The bar also tells us that price moved much higher during this time period. This gives us an idea of which direction we might be interested in going. In this case, buying. Of course, you will want to look at the overall trend of buy or sell bars over the chart to make a decision on which direction you want to trade, but as far as this time period is concerned, it is a resounding "buy".
The last thing you should take away from this bar is the fact that price closed near the top of the range. This not only shows that we were rising in price, but that the time period ended with traders still buying. This can often give a clue as to the direction of the next bar as well, as momentum can keep pushing prices higher.
Take a look at this example of a bar chart:

By putting this all together, you can see that price is rising, and that we have had several large positive bars (Also called bullish when buying is going on.) that made up this move. A lack of negative bars (Also called bearish when selling is going on.) shows that you want to be buying this pair if you are involved. There really aren’t too many reasons to sell this pair based upon this little bit of information. By glancing at this chart, you have established that it is in an uptrend, and most of the positive bullish bars are fairly strong as well. This chart shows that the Australian dollar is certainly rising in value against the New Zealand dollar.
Although candlestick and bar charts show the exact same information, a lot of traders prefer the candlestick method over the traditional bar chart. This is mainly because they are color coded on top of showing the open, close, high and low of a time period, which allows the trader to glance at a chart and see the trend much clearer.
The candlestick shows the range in the same fashion as the bar. There is a vertical line that shows the high and low of the time period. But the first thing you will notice that a candlestick also has a "body", represented by a block in the center of the candlestick. This replaces the open and close tick on the bar. If the body is filled in, or black – it shows that the candle closed lower than the open price. Conversely, if the middle or body is hollow or white, it shows that the candle closed higher than the open. You will also see where some traders color their candles. While the sky is the limit for color choices, normally green will represent gains and red represent losses.

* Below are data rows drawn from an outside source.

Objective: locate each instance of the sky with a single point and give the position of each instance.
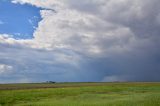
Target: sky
(79, 41)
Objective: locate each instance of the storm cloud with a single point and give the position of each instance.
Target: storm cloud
(91, 40)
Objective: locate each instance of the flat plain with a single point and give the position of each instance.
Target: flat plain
(81, 94)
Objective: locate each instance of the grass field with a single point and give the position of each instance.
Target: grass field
(80, 94)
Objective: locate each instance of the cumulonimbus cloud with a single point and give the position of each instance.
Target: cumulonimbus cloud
(104, 38)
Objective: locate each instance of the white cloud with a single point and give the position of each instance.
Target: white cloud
(5, 68)
(75, 32)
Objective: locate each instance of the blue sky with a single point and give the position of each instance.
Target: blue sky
(79, 40)
(18, 20)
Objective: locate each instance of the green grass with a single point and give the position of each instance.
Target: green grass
(81, 94)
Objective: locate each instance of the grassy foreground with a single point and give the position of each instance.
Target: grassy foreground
(80, 94)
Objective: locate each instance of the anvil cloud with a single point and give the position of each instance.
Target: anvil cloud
(87, 40)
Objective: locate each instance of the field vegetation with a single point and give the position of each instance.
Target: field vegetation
(80, 94)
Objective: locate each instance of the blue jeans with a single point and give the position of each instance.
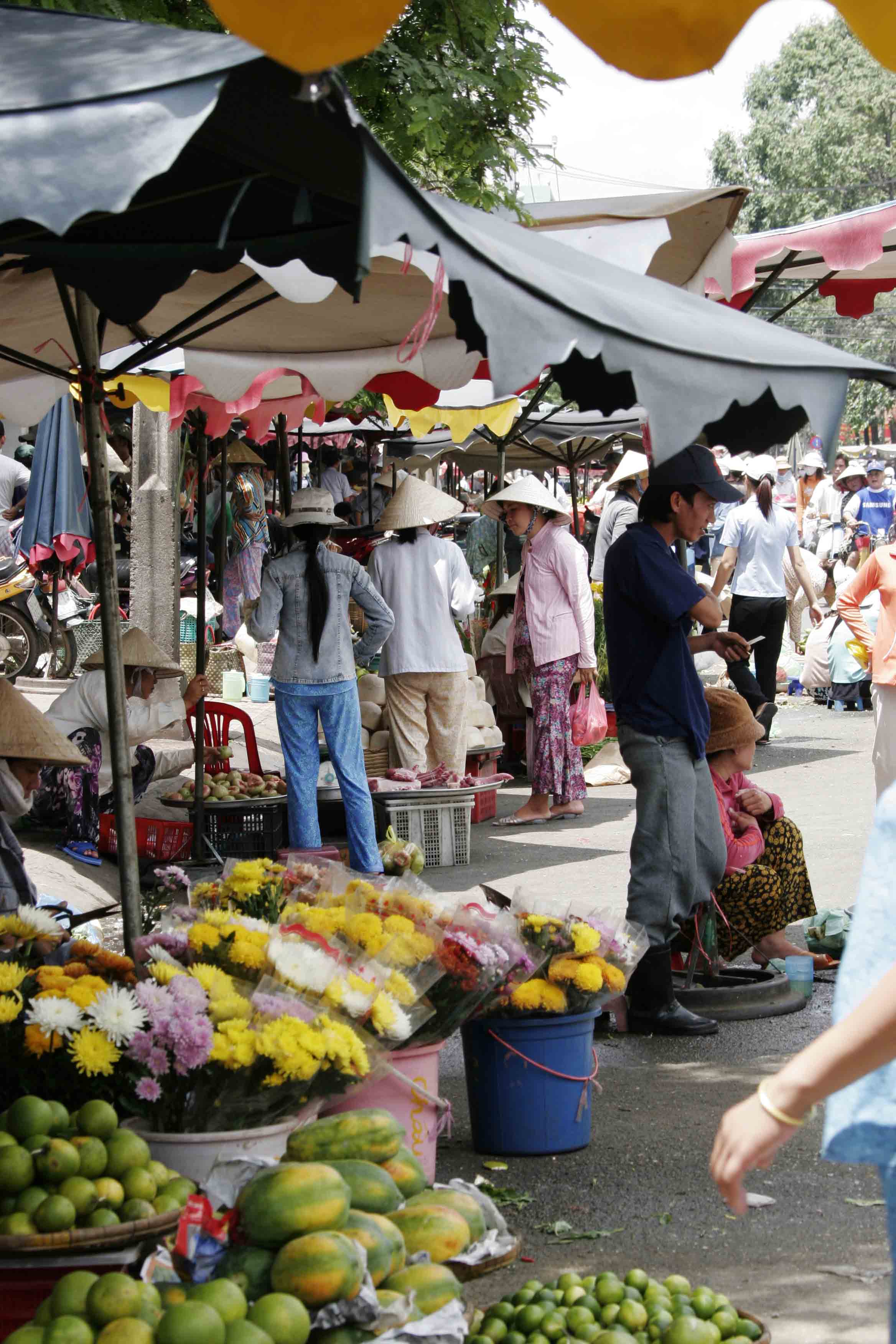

Let’s take a look at a candle chart, colored with the green and red candles:

As you can see, there are a lot more green candles than red. Right away, you know that buying has been strong. This is further confirmed since many of the green candles are longer as well, showing a wide range. Notice how the red candles are sporadic, this shows that there is little selling pressure. There was a definite turn in the trend around the 23rd of January. Can you see it? It is represented by the change from mainly red, to mainly green candles.